Aged 28, long after most riders would have given up and fallen back on a different career path, Double, the wily, aggressive climber, had made it to the big time. “Maybe I was delusional, like one of those people on X Factor who’s been told they’re amazing when they’re not,” he says. “But I saw progression every year, so I had reason to be optimistic.”
There’s no trace of arrogance – Double is well aware he’s still learning. “The biggest change at Jayco has been wearing a heart rate monitor. Before, I’d let my power meter die and wouldn’t replace the battery until a team asked for data. I’ve always ridden on emotion and feel, but now I’m embracing the science.”

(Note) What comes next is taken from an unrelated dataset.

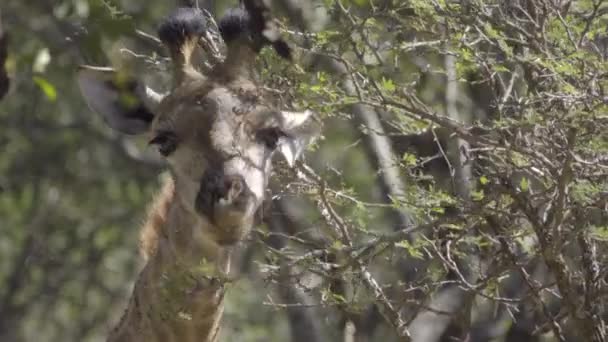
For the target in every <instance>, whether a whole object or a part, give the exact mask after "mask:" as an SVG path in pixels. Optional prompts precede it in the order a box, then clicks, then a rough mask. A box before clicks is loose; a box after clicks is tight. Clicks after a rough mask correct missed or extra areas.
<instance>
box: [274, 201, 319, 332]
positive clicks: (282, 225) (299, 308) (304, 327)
mask: <svg viewBox="0 0 608 342" xmlns="http://www.w3.org/2000/svg"><path fill="white" fill-rule="evenodd" d="M281 202H282V200H277V201H273V203H272V208H271V211H270V214H269V215H267V216H266V222H267V224H268V227H269V229H270V231H271V232H273V233H277V234H273V235H272V236H270V237H269V238H268V239H267V240H266V243H267V244H268V245H269V246H271V247H272V248H274V249H276V250H280V249H282V248H284V247H285V246H286V245H287V238H286V237H285V235H284V234H289V233H288V232H289V231H294V230H295V231H299V230H300V229H298V224H297V223H296V222H295V221H293V220H291V218H290V217H289V216H288V215H287V214H286V213H285V212H284V210H283V209H282V208H281V205H282V203H281ZM287 227H289V228H287ZM281 268H282V269H283V271H282V272H283V274H282V276H281V279H280V284H279V285H278V286H277V293H278V295H279V297H280V298H281V300H282V302H283V303H286V304H295V305H290V306H289V307H287V308H286V312H287V319H288V320H289V327H290V331H291V341H293V342H320V341H323V338H322V335H321V332H320V327H319V320H318V318H317V317H319V315H318V314H315V312H314V309H313V308H311V307H308V306H307V304H309V302H310V301H309V300H308V298H307V297H306V296H305V295H304V293H303V292H302V291H301V290H300V289H299V288H298V287H297V285H296V283H295V282H294V281H293V279H291V277H290V276H289V275H290V273H291V270H290V269H289V267H287V266H286V265H282V266H281ZM298 304H301V306H298Z"/></svg>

In April, he won a stage of the Coppi e Bartali, his first ever win as a WorldTour rider. “I’ve always been an overthinker and I’d been doubting myself in the WorldTour, so to win was a relief more than anything.” A few weeks later, at his maiden Giro d’Italia, he was briefly the virtual leader when he found himself in the breakaway on stage seven. “It was super exciting and there were serious thoughts going through my head that if they gave us a load of time this could be a really big day.” It didn’t happen, but Double finished the Giro. “I used to watch these races thinking, ‘how do they do this?’. Now I’m thinking, ‘how do we do this?’. They say a Grand Tour changes you, and I really think it has.”

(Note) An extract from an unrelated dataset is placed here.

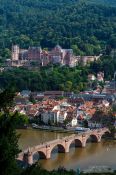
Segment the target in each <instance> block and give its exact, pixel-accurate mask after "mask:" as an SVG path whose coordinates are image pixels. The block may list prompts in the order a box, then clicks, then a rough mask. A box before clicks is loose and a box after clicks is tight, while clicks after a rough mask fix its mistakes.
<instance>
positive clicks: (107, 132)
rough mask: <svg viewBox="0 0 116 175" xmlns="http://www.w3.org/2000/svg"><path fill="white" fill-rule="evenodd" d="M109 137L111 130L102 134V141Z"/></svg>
mask: <svg viewBox="0 0 116 175" xmlns="http://www.w3.org/2000/svg"><path fill="white" fill-rule="evenodd" d="M109 135H110V131H109V130H106V131H104V132H102V134H101V139H102V138H105V137H107V136H109Z"/></svg>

It’s been a long journey but in just six months Double has earned his place at the WorldTour. “The team have told me that they foresee even more progress from me, which is nice to hear. I won’t be putting massive pressure on myself, but will keep doing what I’ve always done: taking opportunities when they come my way.”
(Image credit: Future)
Late developer – longer career?
Paul Double’s late entry into the chaos and stress of professional cycling may ultimately work in his favour, says the former Italian pro who first took a chance on him, Flavio Zappi.
“Many boys start cycling around 10, and by the time they’ve developed the engine, at 18 or 19, they have completely burned out mentally,” Zappi says. “Paul, on the other hand, had the engine from the beginning, but had to learn race craft, how to eat, train, and all the rest.
“Improving as a cyclist has always been important to him, but he’s never been paranoid about it. I’d love to have 100 boys like him every year to train and coach.” Zappi remembers Double’s victory in an Italian amateur race in 2018 – the first ever for his team in eight years. “After he won, he did the most Paul thing: he insisted on driving the team van back home,” Zappi says. “It was what he loved to do, and it was his way of thanking everyone. He’s the best team-mate you can ask for.”
Looking ahead, Zappi is confident Double will continue to justify his place in the WorldTour. “He can win a stage of a Grand Tour,” he says. “He needs time, but he can do it.”